Azure in major network outage

Azure customers globally reported major service failures late Wednesday – Microsoft said issues with its Azure Front Door service had triggered an incident that took it over eight hours to fully mitigate.

The Azure outage was flagged as "critical" across every global region on Azure's status dashboard and had a major knock-on affect on at least 20 Azure services including Azure Portal, IAM and container registry.

Azure Front Door (AFD) is Microsoft’s Content Delivery Network (CDN).

Microsoft separately attributed the incident to a DNS error.

Updated 8:50 BST October 30: Azure early Thursday blamed "an inadvertent tenant configuration change within AFD [that] triggered a widespread service disruption affecting both Microsoft services and customer applications dependent on AFD for global content delivery. The change introduced an invalid or inconsistent configuration state that caused a significant number of AFD nodes to fail to load properly, leading to increased latencies, timeouts, and connection errors for downstream services," it said.

We've identified a recent configuration change to a portion of Azure infrastructure which we believe is causing the impact. We're pursuing multiple remediation strategies, including moving traffic away from the impacted infrastructure and blocking the offending change.
— Microsoft 365 Status (@MSFT365Status) October 29, 2025

"Starting at approximately 16:00 UTC, we began experiencing DNS issues resulting in availability degradation of some services. Customers may experience issues accessing the Azure Portal. We have taken action that is expected to address the portal access issues here shortly," the Azure status page showed, .

"Users may be unable to access the Microsoft 365 admin center... admins are reporting issues when attempting to access some Microsoft Purview and Microsoft Intune functions. Users are also seeing issues with add-ins and network connectivity in Outlook" service alert (MO1181369) showed.

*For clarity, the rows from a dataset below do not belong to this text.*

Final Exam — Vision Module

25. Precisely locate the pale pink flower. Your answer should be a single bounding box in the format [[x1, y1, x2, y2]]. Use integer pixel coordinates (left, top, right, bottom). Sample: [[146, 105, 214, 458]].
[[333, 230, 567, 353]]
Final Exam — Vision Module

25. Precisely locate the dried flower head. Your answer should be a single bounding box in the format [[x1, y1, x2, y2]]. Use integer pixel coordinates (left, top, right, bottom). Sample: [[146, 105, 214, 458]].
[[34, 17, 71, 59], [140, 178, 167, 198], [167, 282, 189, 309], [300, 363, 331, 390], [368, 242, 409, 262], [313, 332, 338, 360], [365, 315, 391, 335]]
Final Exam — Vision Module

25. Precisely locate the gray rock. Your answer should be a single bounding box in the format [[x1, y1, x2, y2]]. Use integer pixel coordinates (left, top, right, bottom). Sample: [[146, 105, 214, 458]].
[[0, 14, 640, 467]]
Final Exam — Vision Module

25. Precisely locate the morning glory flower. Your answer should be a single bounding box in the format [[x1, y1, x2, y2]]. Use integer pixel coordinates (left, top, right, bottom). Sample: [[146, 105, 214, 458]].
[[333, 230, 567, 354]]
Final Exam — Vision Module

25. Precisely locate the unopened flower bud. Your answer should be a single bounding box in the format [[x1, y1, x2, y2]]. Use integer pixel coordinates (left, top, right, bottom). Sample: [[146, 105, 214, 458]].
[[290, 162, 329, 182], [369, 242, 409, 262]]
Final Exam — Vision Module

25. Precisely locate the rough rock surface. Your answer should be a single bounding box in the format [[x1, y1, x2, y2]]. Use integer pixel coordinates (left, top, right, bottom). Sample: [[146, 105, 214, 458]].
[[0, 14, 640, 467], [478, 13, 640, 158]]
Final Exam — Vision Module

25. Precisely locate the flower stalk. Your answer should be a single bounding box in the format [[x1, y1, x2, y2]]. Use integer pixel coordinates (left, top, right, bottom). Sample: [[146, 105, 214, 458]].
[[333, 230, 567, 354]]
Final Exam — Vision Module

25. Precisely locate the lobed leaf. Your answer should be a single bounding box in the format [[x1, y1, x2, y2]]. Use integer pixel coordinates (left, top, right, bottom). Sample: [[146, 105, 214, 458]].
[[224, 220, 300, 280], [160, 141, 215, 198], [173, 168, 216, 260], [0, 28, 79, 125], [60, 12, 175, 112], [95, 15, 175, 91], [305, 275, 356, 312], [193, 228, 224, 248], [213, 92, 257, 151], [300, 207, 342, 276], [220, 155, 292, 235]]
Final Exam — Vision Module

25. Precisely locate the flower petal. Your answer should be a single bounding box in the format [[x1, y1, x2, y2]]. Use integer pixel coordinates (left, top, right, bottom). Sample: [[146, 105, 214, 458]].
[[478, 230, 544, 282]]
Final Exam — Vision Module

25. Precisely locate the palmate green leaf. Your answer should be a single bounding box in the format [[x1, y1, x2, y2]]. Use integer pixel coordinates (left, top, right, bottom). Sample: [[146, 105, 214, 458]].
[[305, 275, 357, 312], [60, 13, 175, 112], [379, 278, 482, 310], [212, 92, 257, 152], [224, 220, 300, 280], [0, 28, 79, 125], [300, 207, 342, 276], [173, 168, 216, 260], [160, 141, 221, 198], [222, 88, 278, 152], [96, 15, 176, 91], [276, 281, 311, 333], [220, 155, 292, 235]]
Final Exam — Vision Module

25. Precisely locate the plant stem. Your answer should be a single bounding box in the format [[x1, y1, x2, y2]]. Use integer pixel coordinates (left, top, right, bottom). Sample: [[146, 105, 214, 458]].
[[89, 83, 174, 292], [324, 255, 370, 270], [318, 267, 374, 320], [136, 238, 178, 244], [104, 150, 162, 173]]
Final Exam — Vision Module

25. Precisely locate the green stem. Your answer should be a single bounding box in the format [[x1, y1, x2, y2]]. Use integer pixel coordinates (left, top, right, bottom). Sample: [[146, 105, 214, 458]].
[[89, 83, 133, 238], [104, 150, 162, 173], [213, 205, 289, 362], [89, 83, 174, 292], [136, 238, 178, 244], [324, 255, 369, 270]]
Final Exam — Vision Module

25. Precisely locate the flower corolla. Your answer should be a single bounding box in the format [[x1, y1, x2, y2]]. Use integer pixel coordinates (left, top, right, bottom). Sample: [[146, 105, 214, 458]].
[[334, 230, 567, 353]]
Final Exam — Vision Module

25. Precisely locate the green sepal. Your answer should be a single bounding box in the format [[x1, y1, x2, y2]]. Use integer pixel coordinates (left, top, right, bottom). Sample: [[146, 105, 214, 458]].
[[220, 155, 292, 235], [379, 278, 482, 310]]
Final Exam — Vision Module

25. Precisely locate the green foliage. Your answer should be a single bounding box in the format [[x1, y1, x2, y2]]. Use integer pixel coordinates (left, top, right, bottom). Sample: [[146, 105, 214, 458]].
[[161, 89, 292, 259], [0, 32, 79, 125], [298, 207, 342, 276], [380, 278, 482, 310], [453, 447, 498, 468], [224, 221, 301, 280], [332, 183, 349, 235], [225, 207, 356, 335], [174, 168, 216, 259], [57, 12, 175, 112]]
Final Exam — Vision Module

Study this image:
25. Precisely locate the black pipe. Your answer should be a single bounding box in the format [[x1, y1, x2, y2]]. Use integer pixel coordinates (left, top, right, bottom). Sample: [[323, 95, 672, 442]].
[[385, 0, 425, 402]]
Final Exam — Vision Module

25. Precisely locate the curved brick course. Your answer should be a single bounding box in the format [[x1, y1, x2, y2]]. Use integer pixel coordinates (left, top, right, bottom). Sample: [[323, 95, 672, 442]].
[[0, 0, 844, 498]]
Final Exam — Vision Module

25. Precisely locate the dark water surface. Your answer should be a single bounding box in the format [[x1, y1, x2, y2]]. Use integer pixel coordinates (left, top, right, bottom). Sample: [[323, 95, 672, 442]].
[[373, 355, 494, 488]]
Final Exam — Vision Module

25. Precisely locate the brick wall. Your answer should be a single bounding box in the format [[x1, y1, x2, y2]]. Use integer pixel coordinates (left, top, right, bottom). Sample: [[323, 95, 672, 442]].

Azure outage blamed on configuration change

The issue appears to be that pesky known-known: a configuration change breaking things. Redmond later added: "As unhealthy nodes dropped out of the global pool, traffic distribution across healthy nodes became imbalanced, amplifying the impact and causing intermittent availability even for regions that were partially healthy. We immediately blocked all further configuration changes to prevent additional propagation of the faulty state and began deploying a ‘last known good’ configuration across the global fleet. Recovery required reloading configurations across a large number of nodes and rebalancing traffic gradually to avoid overload conditions as nodes returned to service. This deliberate, phased recovery was necessary to stabilize the system while restoring scale and ensuring no recurrence of the issue.

"The trigger was traced to a faulty tenant configuration deployment process. Our protection mechanisms, to validate and block any erroneous deployments, failed due to a software defect which allowed the deployment to bypass safety validations. Safeguards have since been reviewed and additional validation and rollback controls have been immediately implemented to prevent similar issues in the future."

The incident, however short-lived , will trigger further hand-wringing in many quarters over cloud concentration risk, after AWS's US-EAST-1 borkage triggered a smogasbord of commentary on architecting for resilience, lock-in, brain-drains, et al. Even some AWS customers appeared to be affected and scrambling to assess impact from the Azure outage.